Pregnancy-discrimination complaints to the U.S. Equal Employment Opportunity Commission have risen steadily from 3,977 in 1997 to a peak of 6,285 in 2008. In 2010, there were 6,119 such complaints.
"Nearly 30 years after the pregnancy-discrimination act was passed, we would have expected it to be a nonissue," said EEOC spokeswoman Christine Nazar.
Cherie Santai, 40, of Perkasie, Pa., considers herself firm evidence that pregnancy discrimination remains a major issue in the workplace. She started out in 1994 as a part-time cashier at Fred Beans Ford Inc.'s Cadillac dealership in Doylestown, Pa. By December 2001, she had risen through the ranks to become service manager at Fred Beans Mitsubishi and, later, at Fred Beans Hyundai.
In October 2008, pregnant with her third child, Santai was terminated.
When she told Fred Beans she was pregnant, "he got very upset," Santai said, describing the reaction of her boss, owner of a string of regional dealerships. "He didn't expect me to have a third child.
"I had always looked up to him.
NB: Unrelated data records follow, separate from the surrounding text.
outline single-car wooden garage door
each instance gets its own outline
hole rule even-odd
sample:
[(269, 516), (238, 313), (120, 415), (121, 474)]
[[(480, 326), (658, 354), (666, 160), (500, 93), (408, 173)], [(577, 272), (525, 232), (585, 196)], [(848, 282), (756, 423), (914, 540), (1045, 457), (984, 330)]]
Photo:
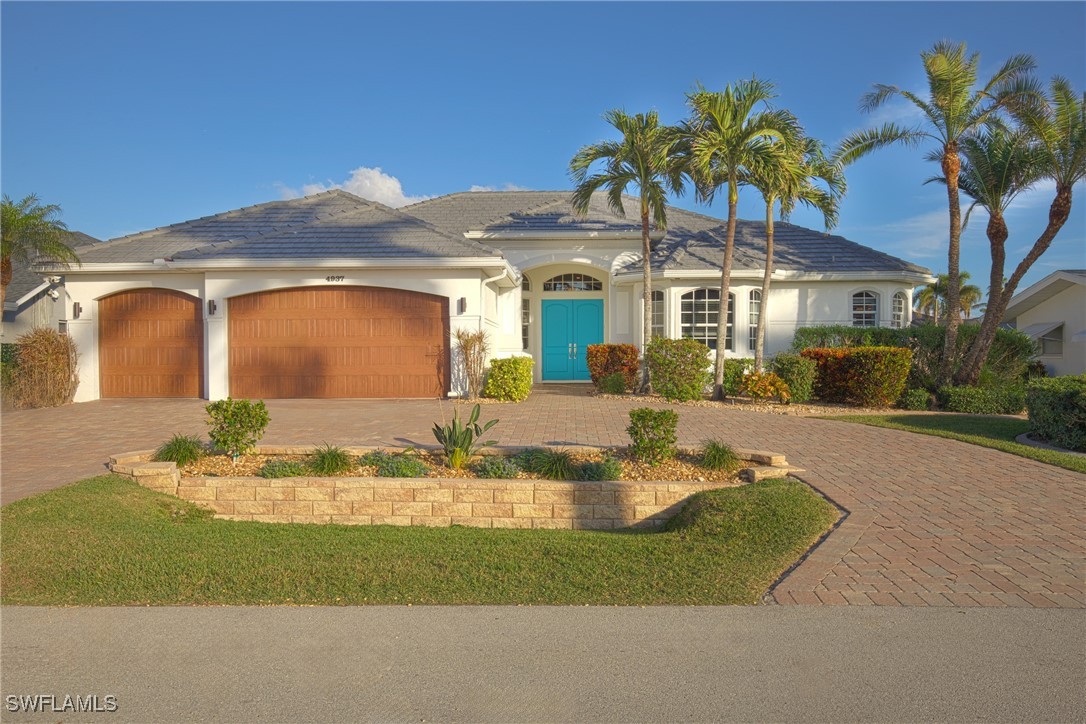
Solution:
[(441, 397), (449, 300), (308, 287), (229, 301), (233, 397)]
[(200, 397), (200, 300), (168, 289), (134, 289), (98, 301), (102, 397)]

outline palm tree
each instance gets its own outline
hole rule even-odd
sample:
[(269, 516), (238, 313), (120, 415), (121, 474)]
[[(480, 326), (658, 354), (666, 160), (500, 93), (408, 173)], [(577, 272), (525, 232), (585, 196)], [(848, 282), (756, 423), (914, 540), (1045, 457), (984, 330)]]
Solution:
[(3, 195), (0, 202), (0, 307), (8, 299), (12, 263), (53, 262), (78, 264), (79, 257), (64, 243), (67, 227), (60, 220), (61, 207), (41, 205), (37, 194), (20, 202)]
[[(619, 216), (626, 216), (622, 194), (627, 188), (635, 186), (640, 196), (641, 213), (641, 258), (644, 276), (644, 345), (653, 336), (653, 277), (652, 241), (649, 239), (649, 217), (657, 229), (666, 229), (668, 224), (667, 194), (683, 192), (683, 169), (677, 161), (678, 131), (672, 126), (660, 125), (655, 111), (627, 115), (613, 110), (604, 118), (618, 130), (622, 138), (618, 141), (601, 141), (582, 147), (569, 162), (569, 172), (577, 188), (573, 190), (573, 212), (583, 216), (589, 212), (592, 194), (607, 189), (607, 204)], [(597, 161), (604, 162), (604, 170), (589, 175), (589, 169)], [(641, 368), (641, 389), (647, 392), (648, 365)]]
[[(727, 86), (721, 92), (698, 87), (686, 99), (691, 117), (683, 125), (684, 152), (690, 175), (702, 201), (712, 203), (717, 190), (728, 189), (728, 230), (720, 265), (720, 312), (712, 396), (723, 399), (724, 346), (728, 333), (728, 292), (735, 249), (736, 205), (740, 185), (756, 165), (771, 165), (775, 147), (800, 135), (799, 124), (787, 111), (768, 107), (773, 85), (752, 78)], [(766, 105), (758, 110), (759, 105)]]
[(955, 314), (947, 315), (946, 343), (943, 350), (942, 381), (948, 381), (952, 371), (961, 322), (957, 309), (961, 307), (959, 294), (959, 257), (961, 244), (961, 205), (958, 199), (958, 176), (961, 160), (958, 155), (961, 139), (988, 122), (999, 110), (1015, 100), (1036, 93), (1036, 84), (1030, 77), (1034, 61), (1028, 55), (1014, 55), (980, 90), (976, 68), (980, 55), (967, 58), (965, 43), (940, 40), (920, 54), (927, 76), (927, 99), (901, 90), (896, 86), (877, 84), (860, 104), (863, 111), (873, 111), (889, 99), (900, 96), (915, 105), (924, 116), (926, 126), (905, 128), (887, 123), (881, 128), (853, 134), (838, 150), (843, 163), (851, 163), (871, 151), (895, 143), (917, 145), (924, 140), (935, 141), (937, 156), (946, 179), (947, 205), (950, 211), (949, 243), (947, 245), (947, 303)]
[[(822, 212), (829, 231), (837, 225), (837, 207), (845, 194), (845, 175), (835, 161), (826, 158), (822, 143), (812, 138), (788, 139), (770, 164), (750, 169), (747, 180), (766, 201), (766, 271), (761, 279), (761, 301), (755, 336), (755, 368), (765, 360), (766, 325), (769, 319), (769, 287), (773, 276), (773, 207), (779, 201), (781, 218), (787, 220), (797, 204)], [(823, 187), (815, 181), (822, 181)]]
[[(1028, 157), (1022, 162), (1028, 166), (1027, 173), (1032, 175), (1030, 182), (1041, 179), (1056, 181), (1056, 196), (1049, 205), (1048, 224), (1044, 231), (1006, 283), (1002, 280), (1003, 244), (1008, 233), (1006, 225), (994, 240), (989, 233), (993, 285), (981, 331), (958, 370), (956, 382), (959, 384), (976, 382), (996, 339), (996, 330), (1007, 312), (1007, 305), (1014, 296), (1022, 277), (1052, 245), (1056, 234), (1071, 216), (1072, 189), (1086, 178), (1086, 93), (1075, 93), (1065, 78), (1056, 77), (1051, 80), (1047, 97), (1035, 97), (1015, 103), (1012, 114), (1031, 141)], [(977, 157), (982, 157), (980, 153)], [(980, 189), (977, 192), (984, 193)], [(995, 193), (988, 193), (983, 203), (977, 199), (977, 204), (987, 208), (989, 216), (995, 208), (1001, 220), (1001, 208), (1006, 206), (1000, 207)], [(990, 221), (988, 228), (992, 229)]]

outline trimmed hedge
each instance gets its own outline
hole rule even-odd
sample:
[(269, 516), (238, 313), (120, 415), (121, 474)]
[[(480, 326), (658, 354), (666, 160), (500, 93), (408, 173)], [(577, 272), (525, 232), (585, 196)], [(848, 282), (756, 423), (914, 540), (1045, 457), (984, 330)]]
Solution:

He was always a father figure, a mentor," she said. "Then he was very cold. ... He didn't think I would be able to handle it with three children."
Santai wound up contacting a lawyer, Craig Thor Kimmel of Kimmel & Silverman in Ambler, Pa. In May 2010, she sued Fred Beans and the Beans organization in federal court in Philadelphia. In September, she won a $150,000 judgment from her former employer.
In depositions, Fred Beans said Santai's termination had nothing to do with pregnancy or performance. Her job was eliminated, and she was one among many laid off in 2008. "This is about economics," he said. "This is about ... surviving."
Santai said her job wasn't eliminated; she trained the man who replaced her.
WorkLife Law adviser Calvert said Santai's story has many familiar elements. There's the outright conjecture, she said, over the woman's ability to perform, when employment laws require pregnancy to be treated as any other medical disability.
For example, if a man returning from a heart attack gets an accommodation, a pregnant woman with complications is entitled to the same.
Interestingly, Calvert said, the third pregnancy tends to be a tipping point for employers and discrimination. "When the third child comes along," she said, the pressure "goes into hyperdrive."
It also appears that when male managers "really invest in a woman's career," as Beans did in Santai's rise within his organization, "they feel personally betrayed by a pregnancy."
Calvert said the economy also has had an effect. "When the economy soured, we were hearing anecdotally that people were experiencing more discrimination. Supervisors could use the economy as a way to get rid of people."
Then, as downsized companies reshuffled, the few managers that remained weren't as familiar with the capabilities of their new reports. When it came to layoffs, "they made the assumption that the deadwood was the mothers," Calvert said.
Yet "people were so afraid they were going to lose their jobs that they were afraid to complain," she said.
The EEOC's Nazar says women who are unfairly treated by their employers over a pregnancy must speak up, noting that there are laws to protect them.
"The bottom line," Nazar said, "is that women should never be forced to choose between motherhood and their livelihood."